All of the patients I saw were trapped and had no way out. They were all living on the second and third floors of motels and apartment buildings. The first call was for a lady who was six months pregnant and thought she was going to deliver her baby right then (her other four children all were born at seven months). All I had was a blood pressure cuff and stethoscope and a couple of bandages. I tried to remember the section of the EMT textbook that talked about delivering babies. I thought I could do it if it was a normal birth but otherwise I was scared shitless. She was shouting at me, "I have to go to the bathroom, I have to push it out," and I was shouting at her, "Don't push, don't push, don't push!" I slipped aside her underwear and saw that she wasn't crowning, but I didn't know how far the airport clinic was. On the inside, I was thinking, "Oh shit, oh shit, oh shit." There was a downed power line blocking the road and we had to park far from the complex and wade a long way because of it. I yelled at the officers to get the truck right up to the complex. Somehow, they did it. Right then, an EMT from the fire department showed up and he had a bunch of experience delivering babies, and then everything seemed much easier. We got the lady to the airport triage center with no trouble.

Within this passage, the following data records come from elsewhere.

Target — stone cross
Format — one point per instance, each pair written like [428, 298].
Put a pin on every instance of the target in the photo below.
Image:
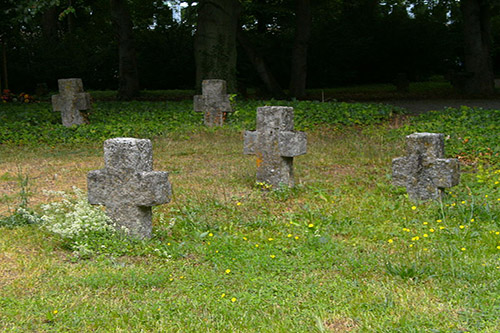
[214, 102]
[128, 186]
[424, 171]
[71, 101]
[276, 144]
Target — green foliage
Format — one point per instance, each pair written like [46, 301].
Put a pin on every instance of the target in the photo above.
[37, 123]
[471, 133]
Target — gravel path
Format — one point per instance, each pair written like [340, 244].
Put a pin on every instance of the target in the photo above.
[420, 106]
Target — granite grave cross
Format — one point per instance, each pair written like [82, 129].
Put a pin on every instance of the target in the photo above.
[424, 171]
[276, 144]
[214, 102]
[71, 101]
[128, 186]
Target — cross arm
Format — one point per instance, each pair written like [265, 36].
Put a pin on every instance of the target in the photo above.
[96, 187]
[292, 144]
[250, 140]
[199, 102]
[152, 188]
[57, 102]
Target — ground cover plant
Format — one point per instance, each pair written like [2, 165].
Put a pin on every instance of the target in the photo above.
[342, 251]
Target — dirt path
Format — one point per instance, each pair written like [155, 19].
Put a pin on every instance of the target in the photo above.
[420, 106]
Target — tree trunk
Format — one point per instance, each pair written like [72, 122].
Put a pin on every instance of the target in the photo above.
[49, 24]
[260, 66]
[128, 73]
[299, 53]
[477, 43]
[215, 41]
[4, 66]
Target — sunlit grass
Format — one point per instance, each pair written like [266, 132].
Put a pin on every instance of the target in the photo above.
[339, 252]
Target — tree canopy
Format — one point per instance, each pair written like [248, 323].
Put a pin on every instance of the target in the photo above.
[343, 42]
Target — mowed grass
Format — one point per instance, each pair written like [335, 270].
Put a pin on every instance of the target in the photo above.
[342, 251]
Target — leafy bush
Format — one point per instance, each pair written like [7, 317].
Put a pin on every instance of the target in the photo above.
[37, 123]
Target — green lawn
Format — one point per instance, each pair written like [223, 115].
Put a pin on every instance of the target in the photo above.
[342, 251]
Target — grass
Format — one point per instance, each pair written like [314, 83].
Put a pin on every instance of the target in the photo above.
[337, 253]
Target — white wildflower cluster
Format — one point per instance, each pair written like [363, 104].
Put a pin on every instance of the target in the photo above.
[74, 217]
[28, 216]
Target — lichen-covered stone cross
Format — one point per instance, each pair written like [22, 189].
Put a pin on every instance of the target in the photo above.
[276, 144]
[128, 186]
[424, 171]
[71, 101]
[214, 102]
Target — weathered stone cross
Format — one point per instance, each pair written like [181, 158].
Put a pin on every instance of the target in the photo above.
[71, 101]
[128, 186]
[214, 102]
[275, 143]
[424, 171]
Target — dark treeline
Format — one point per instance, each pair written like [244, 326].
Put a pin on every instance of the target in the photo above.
[280, 44]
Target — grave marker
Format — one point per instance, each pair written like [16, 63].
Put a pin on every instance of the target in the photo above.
[424, 171]
[128, 186]
[71, 101]
[276, 144]
[214, 102]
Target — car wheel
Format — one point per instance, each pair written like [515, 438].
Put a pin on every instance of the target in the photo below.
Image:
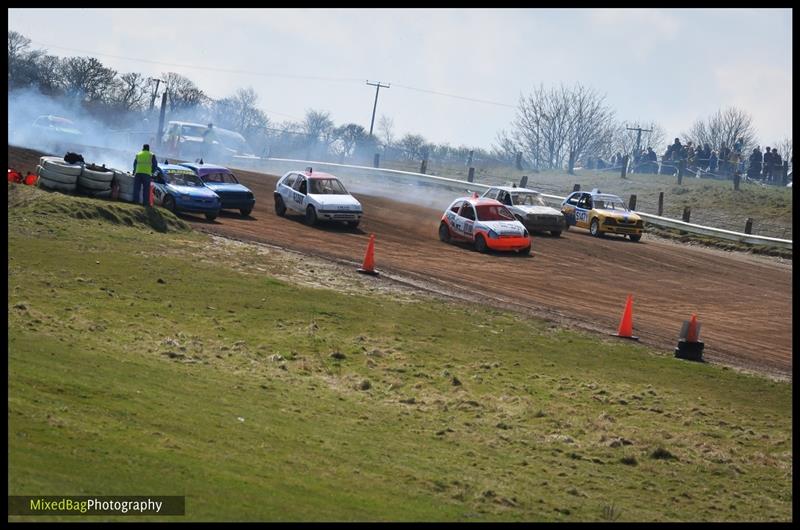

The rest of the patients that day were people that in any normal situation should have been taken to the emergency room -- sick elderly folks, heart patients and diabetics, sick children and infants, people with sky-high blood pressure or fluid in their lungs, a guy with a deep cut in his arm six inches long and three inches wide. All of them were out or nearly out of food and water. Some had had their food and water stolen at gunpoint. All of the people were very, very afraid. One was shaking so hard he couldn't hold his medicine bottle. It was a hundred degrees out and incredibly humid.

I saw all this and my immediate reaction was "Get this person out of here right now," and then I would remind myself that all over the area, people were dying. I knew that in New Orleans, they were leaving the corpses in the water, tying them down if they had time, hoping they wouldn't float away. I'd also heard that when the power had gone out at one of the local hospitals, the backup generators didn't turn on and all the patients on life support died.